LONDON - The Conservatives said on Friday they would try to form a government with the smaller Liberal Democrats after winning the most seats in the closest parliamentary election in a generation.
While the Conservatives failed to gain an outright majority in the 650-seat House of Commons, creating the first "hung parliament" since 1974, they were comfortably ahead of the Labour party, in power for 13 years.
Conservative leader David Cameron said Britain needed a government to reassure jittery markets that it was serious about tackling the deficit, which exceeds 11 percent of national output.
He said he was prepared to explore the possibility of running a minority government, but that he would make a coalition offer to the centrist Lib Dems, the third force in British politics.
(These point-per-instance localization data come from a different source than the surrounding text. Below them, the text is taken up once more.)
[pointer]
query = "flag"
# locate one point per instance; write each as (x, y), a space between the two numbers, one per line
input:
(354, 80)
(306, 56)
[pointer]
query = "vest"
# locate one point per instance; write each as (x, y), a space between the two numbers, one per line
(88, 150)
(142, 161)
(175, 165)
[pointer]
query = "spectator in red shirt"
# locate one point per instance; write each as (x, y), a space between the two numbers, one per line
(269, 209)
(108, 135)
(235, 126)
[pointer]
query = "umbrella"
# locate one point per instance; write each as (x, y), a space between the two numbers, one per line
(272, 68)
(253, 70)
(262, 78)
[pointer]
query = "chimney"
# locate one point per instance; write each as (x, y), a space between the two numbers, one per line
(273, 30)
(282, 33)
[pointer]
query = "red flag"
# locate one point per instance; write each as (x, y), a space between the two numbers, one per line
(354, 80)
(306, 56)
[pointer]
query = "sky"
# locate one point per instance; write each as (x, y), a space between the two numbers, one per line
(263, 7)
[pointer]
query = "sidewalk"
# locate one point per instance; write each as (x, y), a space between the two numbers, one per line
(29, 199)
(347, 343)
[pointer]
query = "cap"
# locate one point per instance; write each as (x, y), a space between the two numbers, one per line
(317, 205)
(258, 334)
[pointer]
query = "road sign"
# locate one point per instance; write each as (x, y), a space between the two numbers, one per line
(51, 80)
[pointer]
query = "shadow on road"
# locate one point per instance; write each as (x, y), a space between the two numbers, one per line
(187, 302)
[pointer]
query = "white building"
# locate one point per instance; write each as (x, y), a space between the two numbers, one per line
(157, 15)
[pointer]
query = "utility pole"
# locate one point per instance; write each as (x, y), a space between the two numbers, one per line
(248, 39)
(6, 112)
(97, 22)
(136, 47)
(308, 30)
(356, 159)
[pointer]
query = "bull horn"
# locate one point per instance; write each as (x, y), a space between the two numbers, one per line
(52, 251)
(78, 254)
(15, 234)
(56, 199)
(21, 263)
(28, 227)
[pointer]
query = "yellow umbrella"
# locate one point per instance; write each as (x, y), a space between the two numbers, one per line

Speaking earlier outside his Downing Street residence, Labour Prime Minister Gordon Brown said the Conservatives and Liberal Democrats should take time to try to reach an agreement on forming a government.
Brown said he would speak to the LibDems if those talks proved unsuccessful, and stressed his support for electoral reform, a key LibDem demand.
Cameron, a 43-year-old former public relations executive, has said his party would make deeper and faster spending cuts than Labour, which has been in power since 1997.
Any new government faces the daunting and potentially unpopular task of bringing down a record budget deficit of 163 billion pounds for fiscal 2009/10.
Cameron described it as the worst inheritance faced by any incoming government for at least 60 years.
Bookmakers saw a better than one-in-three chance of another British election this year, a scenario that would be likely to spook the markets further.
In a see-saw day for markets, sterling pared losses against the dollar after Cameron held out the prospect of talks with other parties.
With results in 637 constituencies declared, the Conservatives were on 301 seats, followed by Labour on 255 and the LibDems on 54.
The lack of an outright winner able to command 326 votes in the House of Commons brings smaller parties into play.
While LibDem Leader Nick Clegg was disappointed with his party's showing, he called on the Conservatives, as the largest party, to try to form the next government.
But he and other senior party officials indicated their support might be conditional on reforming an electoral process that is stacked against smaller parties.
"It seems this morning that it is the Conservative party that has more votes and more seats, though not an absolute majority, and that is why I think it is now for the Conservative party to prove that it is capable of seeking to govern in the national interest," Clegg told reporters in London.
The BBC calculated the Conservatives had taken 36 percent of the overall vote, Labour 29 percent and the LibDems 23 percent.